Nagrota Bagwan is a town and a municipal council in Kangra district in the Indian state of Himachal Pradesh. It is important town situated in Kangra valley around serene lap of Dhauladhar Mountain Range. It is a major market area with numerous stores and showrooms. Area also has an industrial area with small scale industries. There are various automobile showrooms around the town. It is located within center of 3 main towns of the valley: Dharamshala, Palampur and Kangra.

Despite the town area Nagrota Bagwan tehsil is most densely populated tehsil in Himachal with 809 person per km² due to its plain fertile topography despite its closeness to high elevation snow clad mountain range.

Demographics
 India census, Nagrota Bagwan had a population of 5900 of which 3,001 are males while 2,899 are females as per report released by Census India 2011. It ranks 27th in all the state. Males constitute 50.86% of the population and females 49.14%. Nagrota Bagwan has an average literacy rate of 91.76%, higher than the national average of 74%, male literacy is 93.59%, and female literacy is 87.87%.

Despite the town area Nagrota Bagwan tehsil is most densely populated tehsil in Himachal with 809 person per km² due to its plain fertile topography despite its closeness to high elevation snow clad mountain range.

Transportation 
 
   
It is well connected with most modes of transportation

Nagrota Railway station is one of the major station in the Kangra Valley Railways with 4 tracks which is more than Palampur and Kangra stations.

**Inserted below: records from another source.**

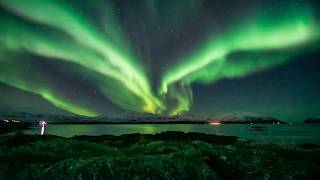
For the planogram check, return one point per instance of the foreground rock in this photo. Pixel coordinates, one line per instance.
(169, 155)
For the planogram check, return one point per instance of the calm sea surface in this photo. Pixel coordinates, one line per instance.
(295, 134)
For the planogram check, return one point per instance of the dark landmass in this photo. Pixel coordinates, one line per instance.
(169, 155)
(235, 118)
(7, 126)
(312, 121)
(247, 118)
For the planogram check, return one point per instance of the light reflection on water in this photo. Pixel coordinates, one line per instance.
(283, 133)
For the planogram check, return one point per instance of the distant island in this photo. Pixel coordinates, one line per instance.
(246, 118)
(234, 118)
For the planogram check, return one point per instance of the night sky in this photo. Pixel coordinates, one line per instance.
(169, 57)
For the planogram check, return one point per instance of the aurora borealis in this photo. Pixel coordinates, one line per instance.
(95, 57)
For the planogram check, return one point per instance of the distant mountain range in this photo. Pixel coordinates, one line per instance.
(312, 121)
(246, 118)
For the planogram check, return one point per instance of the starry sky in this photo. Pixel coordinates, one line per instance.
(168, 57)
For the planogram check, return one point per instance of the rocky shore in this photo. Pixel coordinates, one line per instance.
(169, 155)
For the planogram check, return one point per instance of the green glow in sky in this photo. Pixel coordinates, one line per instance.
(258, 42)
(210, 62)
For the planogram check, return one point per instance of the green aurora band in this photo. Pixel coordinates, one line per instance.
(258, 43)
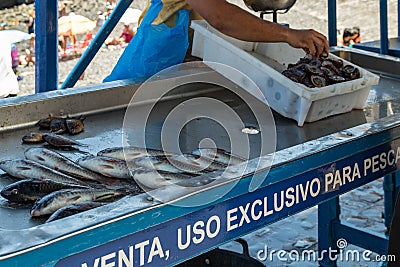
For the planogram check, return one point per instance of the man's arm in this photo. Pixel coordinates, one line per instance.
(236, 22)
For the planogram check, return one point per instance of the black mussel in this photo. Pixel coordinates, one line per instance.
(306, 59)
(75, 126)
(355, 74)
(327, 72)
(347, 71)
(318, 81)
(58, 126)
(315, 62)
(350, 72)
(338, 63)
(313, 70)
(307, 82)
(329, 65)
(324, 55)
(45, 123)
(294, 74)
(33, 137)
(336, 79)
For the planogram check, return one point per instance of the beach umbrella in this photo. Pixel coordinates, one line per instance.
(14, 36)
(75, 24)
(131, 16)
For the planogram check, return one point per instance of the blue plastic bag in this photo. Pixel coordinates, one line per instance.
(154, 47)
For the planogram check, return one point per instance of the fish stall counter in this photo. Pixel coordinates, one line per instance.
(168, 225)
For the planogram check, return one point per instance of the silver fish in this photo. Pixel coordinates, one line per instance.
(152, 179)
(60, 163)
(73, 209)
(110, 167)
(161, 163)
(186, 160)
(219, 155)
(130, 152)
(31, 190)
(56, 200)
(27, 169)
(60, 141)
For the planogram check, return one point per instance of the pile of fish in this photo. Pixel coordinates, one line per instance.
(320, 72)
(59, 187)
(52, 126)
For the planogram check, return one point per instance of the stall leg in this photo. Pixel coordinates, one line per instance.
(328, 216)
(391, 185)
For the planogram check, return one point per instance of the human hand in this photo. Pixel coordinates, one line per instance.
(310, 41)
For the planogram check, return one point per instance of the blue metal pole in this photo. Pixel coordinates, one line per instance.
(328, 217)
(96, 43)
(332, 23)
(46, 46)
(389, 198)
(384, 27)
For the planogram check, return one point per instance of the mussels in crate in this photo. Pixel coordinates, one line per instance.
(320, 72)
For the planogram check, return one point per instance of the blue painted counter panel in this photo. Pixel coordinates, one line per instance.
(176, 240)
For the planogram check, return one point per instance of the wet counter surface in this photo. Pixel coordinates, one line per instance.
(104, 130)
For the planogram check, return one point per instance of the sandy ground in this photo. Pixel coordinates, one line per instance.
(304, 14)
(361, 207)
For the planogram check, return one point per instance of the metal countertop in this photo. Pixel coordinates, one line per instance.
(104, 126)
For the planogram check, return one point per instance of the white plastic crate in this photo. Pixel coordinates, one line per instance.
(264, 62)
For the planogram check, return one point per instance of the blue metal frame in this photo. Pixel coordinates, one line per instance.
(102, 238)
(46, 46)
(384, 46)
(332, 23)
(384, 27)
(46, 25)
(96, 44)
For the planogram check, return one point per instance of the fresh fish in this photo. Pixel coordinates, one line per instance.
(33, 137)
(161, 163)
(56, 200)
(60, 141)
(75, 126)
(152, 179)
(58, 126)
(74, 209)
(219, 155)
(27, 169)
(131, 152)
(31, 190)
(203, 163)
(110, 167)
(62, 164)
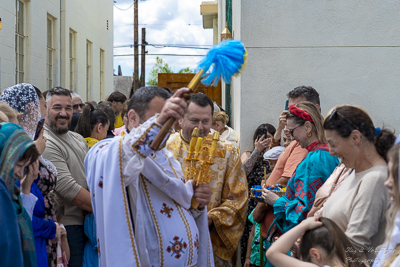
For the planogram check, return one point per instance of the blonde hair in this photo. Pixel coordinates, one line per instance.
(9, 111)
(220, 116)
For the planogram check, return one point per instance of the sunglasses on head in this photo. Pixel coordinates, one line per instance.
(78, 105)
(335, 113)
(291, 131)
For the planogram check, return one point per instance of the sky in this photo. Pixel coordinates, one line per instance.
(167, 22)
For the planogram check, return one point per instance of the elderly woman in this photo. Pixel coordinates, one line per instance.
(220, 119)
(30, 103)
(18, 153)
(304, 123)
(359, 205)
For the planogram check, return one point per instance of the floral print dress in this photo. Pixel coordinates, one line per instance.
(47, 183)
(254, 178)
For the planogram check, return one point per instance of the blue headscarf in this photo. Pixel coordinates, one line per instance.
(13, 143)
(23, 98)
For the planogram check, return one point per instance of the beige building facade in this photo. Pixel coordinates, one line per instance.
(66, 43)
(348, 50)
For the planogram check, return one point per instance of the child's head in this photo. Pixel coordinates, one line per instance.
(272, 155)
(323, 244)
(220, 119)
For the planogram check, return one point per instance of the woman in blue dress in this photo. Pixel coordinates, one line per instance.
(305, 124)
(18, 153)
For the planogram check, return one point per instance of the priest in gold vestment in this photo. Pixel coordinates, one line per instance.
(229, 199)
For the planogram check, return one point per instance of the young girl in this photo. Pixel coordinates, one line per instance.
(323, 244)
(389, 253)
(93, 124)
(63, 252)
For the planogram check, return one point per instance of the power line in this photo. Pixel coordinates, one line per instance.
(150, 24)
(125, 9)
(172, 55)
(169, 45)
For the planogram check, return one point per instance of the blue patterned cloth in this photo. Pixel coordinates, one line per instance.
(13, 144)
(309, 176)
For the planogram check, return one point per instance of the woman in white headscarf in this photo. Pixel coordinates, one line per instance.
(29, 101)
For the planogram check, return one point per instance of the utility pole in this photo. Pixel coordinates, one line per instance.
(136, 46)
(135, 83)
(143, 68)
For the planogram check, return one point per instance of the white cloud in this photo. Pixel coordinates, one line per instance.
(166, 22)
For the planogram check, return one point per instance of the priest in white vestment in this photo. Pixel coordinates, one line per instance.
(140, 200)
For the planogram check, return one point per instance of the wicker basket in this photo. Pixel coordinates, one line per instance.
(279, 193)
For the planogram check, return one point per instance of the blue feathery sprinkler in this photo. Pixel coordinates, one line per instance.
(227, 58)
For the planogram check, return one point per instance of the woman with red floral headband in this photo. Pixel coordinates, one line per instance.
(305, 124)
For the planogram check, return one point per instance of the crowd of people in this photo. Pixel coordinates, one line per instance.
(82, 184)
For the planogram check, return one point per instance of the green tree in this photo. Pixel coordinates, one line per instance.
(160, 67)
(185, 70)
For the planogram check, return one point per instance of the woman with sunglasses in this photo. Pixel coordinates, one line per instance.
(360, 203)
(304, 123)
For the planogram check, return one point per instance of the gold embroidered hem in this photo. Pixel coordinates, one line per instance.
(229, 199)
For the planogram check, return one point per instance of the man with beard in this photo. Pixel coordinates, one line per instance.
(67, 151)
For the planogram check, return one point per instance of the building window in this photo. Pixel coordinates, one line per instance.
(50, 52)
(88, 69)
(72, 60)
(102, 85)
(19, 41)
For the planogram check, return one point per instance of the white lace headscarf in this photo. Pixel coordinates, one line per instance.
(23, 98)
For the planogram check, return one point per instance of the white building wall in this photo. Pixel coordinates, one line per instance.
(347, 50)
(87, 18)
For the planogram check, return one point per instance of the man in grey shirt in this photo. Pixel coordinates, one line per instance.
(67, 151)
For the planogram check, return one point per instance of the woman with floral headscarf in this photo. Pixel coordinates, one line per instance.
(18, 161)
(29, 101)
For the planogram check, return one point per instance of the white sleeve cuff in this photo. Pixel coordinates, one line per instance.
(29, 202)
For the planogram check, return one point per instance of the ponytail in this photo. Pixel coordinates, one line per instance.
(383, 141)
(89, 119)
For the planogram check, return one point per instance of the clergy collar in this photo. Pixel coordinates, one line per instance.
(183, 138)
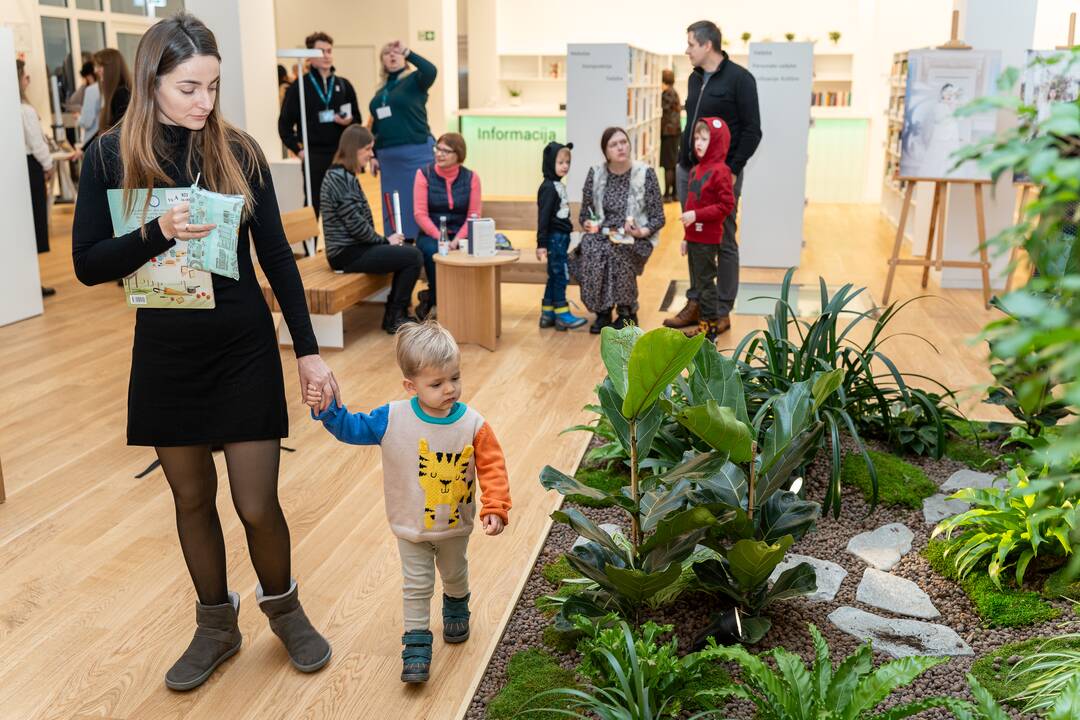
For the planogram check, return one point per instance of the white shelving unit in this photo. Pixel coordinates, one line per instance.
(611, 84)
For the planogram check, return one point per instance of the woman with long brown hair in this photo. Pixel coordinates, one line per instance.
(205, 378)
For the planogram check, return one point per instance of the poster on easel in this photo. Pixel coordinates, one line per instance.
(939, 83)
(165, 281)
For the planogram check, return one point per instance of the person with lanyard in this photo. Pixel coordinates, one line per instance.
(403, 140)
(717, 87)
(331, 106)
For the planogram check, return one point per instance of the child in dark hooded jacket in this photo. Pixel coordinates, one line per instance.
(710, 200)
(553, 238)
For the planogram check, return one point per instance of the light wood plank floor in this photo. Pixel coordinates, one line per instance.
(96, 602)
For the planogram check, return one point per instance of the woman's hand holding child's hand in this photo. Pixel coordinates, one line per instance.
(493, 525)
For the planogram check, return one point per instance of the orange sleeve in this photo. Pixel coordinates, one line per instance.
(491, 474)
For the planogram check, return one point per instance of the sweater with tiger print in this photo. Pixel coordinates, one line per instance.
(431, 465)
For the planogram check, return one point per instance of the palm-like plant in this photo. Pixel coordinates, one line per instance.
(849, 692)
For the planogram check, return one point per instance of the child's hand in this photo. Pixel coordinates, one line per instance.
(493, 525)
(313, 396)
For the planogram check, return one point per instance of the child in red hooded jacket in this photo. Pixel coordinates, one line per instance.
(710, 200)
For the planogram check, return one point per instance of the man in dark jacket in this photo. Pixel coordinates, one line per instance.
(717, 87)
(331, 106)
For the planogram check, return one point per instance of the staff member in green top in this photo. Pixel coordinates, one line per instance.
(403, 140)
(331, 106)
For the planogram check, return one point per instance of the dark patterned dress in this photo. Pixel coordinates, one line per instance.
(608, 272)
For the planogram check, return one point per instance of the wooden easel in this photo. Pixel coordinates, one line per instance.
(936, 232)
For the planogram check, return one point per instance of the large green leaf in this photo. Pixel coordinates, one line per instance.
(752, 561)
(656, 360)
(616, 347)
(637, 585)
(675, 526)
(719, 428)
(785, 514)
(717, 378)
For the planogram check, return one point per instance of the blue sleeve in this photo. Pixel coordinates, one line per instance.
(355, 428)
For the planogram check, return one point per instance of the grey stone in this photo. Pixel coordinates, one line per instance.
(829, 575)
(937, 507)
(896, 595)
(900, 638)
(969, 478)
(609, 528)
(882, 547)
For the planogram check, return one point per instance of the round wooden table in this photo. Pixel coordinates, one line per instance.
(470, 299)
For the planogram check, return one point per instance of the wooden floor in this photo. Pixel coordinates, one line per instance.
(96, 603)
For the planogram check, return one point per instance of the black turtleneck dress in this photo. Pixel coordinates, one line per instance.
(198, 376)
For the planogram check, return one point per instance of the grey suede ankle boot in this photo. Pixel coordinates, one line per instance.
(308, 650)
(217, 638)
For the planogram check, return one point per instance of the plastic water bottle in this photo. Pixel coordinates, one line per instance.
(444, 238)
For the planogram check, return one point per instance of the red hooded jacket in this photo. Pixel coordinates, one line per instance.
(710, 194)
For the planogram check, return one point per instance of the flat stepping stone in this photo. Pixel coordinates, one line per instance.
(970, 478)
(900, 638)
(829, 575)
(937, 507)
(609, 528)
(882, 547)
(895, 595)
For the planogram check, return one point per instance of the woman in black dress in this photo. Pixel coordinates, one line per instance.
(202, 378)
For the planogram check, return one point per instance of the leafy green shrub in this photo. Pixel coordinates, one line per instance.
(852, 690)
(791, 350)
(530, 671)
(998, 607)
(1006, 526)
(899, 483)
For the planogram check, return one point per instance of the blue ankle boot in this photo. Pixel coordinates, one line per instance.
(547, 315)
(567, 321)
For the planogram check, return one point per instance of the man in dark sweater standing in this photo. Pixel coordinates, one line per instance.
(331, 106)
(717, 87)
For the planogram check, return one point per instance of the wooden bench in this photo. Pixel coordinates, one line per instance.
(515, 216)
(327, 293)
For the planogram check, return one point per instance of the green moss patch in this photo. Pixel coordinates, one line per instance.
(993, 670)
(997, 607)
(608, 479)
(531, 671)
(899, 483)
(973, 456)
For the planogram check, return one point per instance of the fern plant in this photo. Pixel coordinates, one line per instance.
(851, 691)
(1009, 527)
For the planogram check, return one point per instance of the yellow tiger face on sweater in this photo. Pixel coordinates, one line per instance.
(444, 479)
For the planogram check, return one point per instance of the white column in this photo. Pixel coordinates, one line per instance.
(245, 38)
(1007, 26)
(19, 283)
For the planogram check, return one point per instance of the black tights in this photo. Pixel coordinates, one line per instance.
(253, 479)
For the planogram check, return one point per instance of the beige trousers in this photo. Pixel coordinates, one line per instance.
(418, 575)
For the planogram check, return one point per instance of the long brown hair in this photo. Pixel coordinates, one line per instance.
(115, 76)
(225, 155)
(21, 72)
(353, 139)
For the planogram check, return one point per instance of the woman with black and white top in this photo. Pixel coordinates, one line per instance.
(39, 162)
(352, 244)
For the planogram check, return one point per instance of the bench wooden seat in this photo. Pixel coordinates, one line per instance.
(327, 293)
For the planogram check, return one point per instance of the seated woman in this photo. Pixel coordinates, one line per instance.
(621, 213)
(444, 189)
(352, 244)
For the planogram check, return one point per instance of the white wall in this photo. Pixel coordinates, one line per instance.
(19, 283)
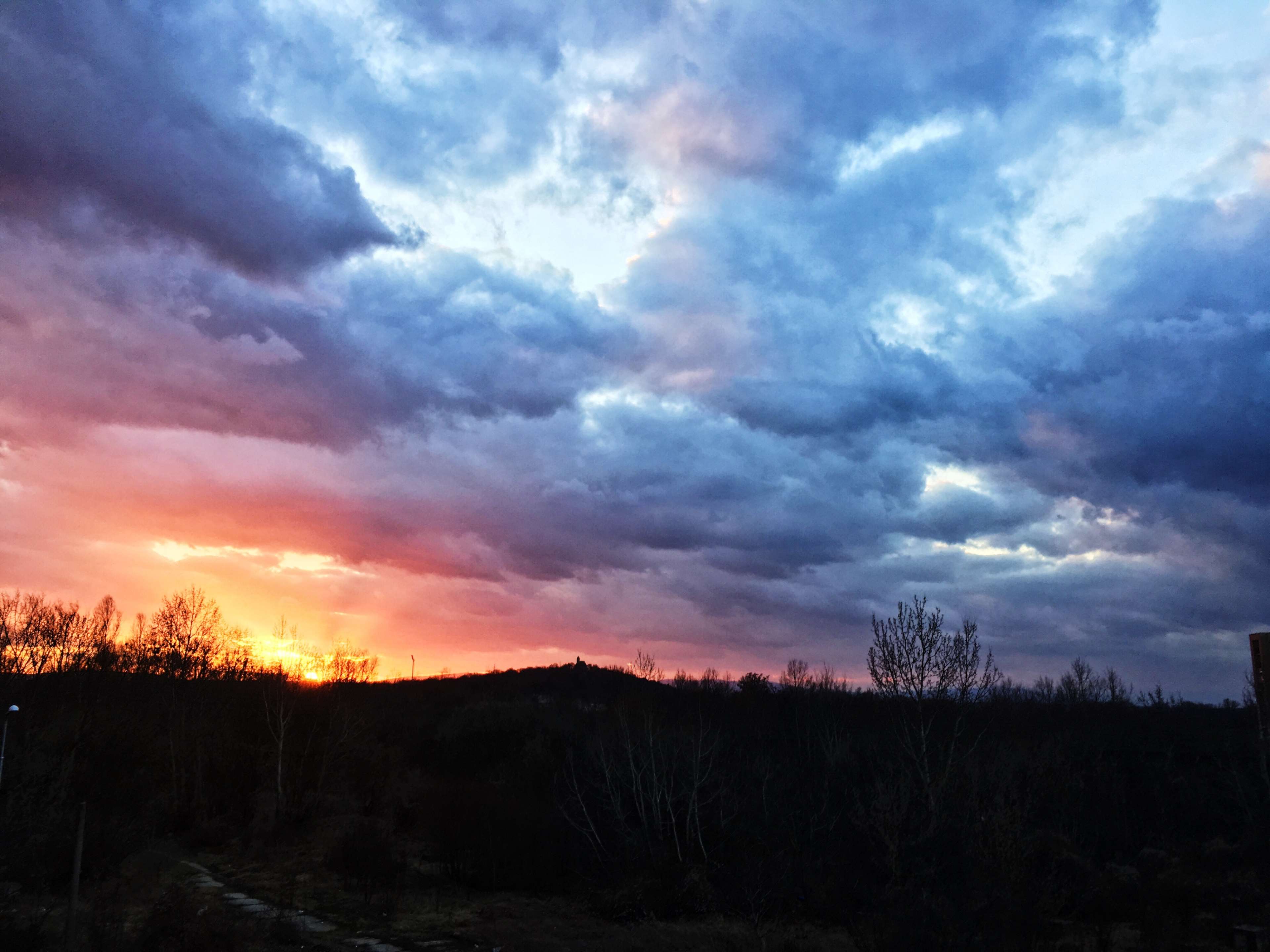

ISBT Nagrota is new built up with all basic needs such as cafe and petrol pump within its premises and old bus stand and taxi stand are in the town too

Kangra Airport is just 18 km from the main town.

Education 
Nagrota Bagwan has become a center of education throughout the state. Numerous institutions are located in this town and constituency. It is the only constituency in Himachal Pradesh to have both government Medical and Engineering colleges. It includes prestigious Dr. Rajendra Prasad Medical College Tanda, Rajiv Gandhi government engineering college, Govt. Pharmacy college, Post Graduate college, etc. There are numerous good schools, too. In CBSE, it includes Rainbow International (British Council Awarded) and Green Field & in-state board Himalayan Public and Ishan Public school. Numerous private training centres are also in the region.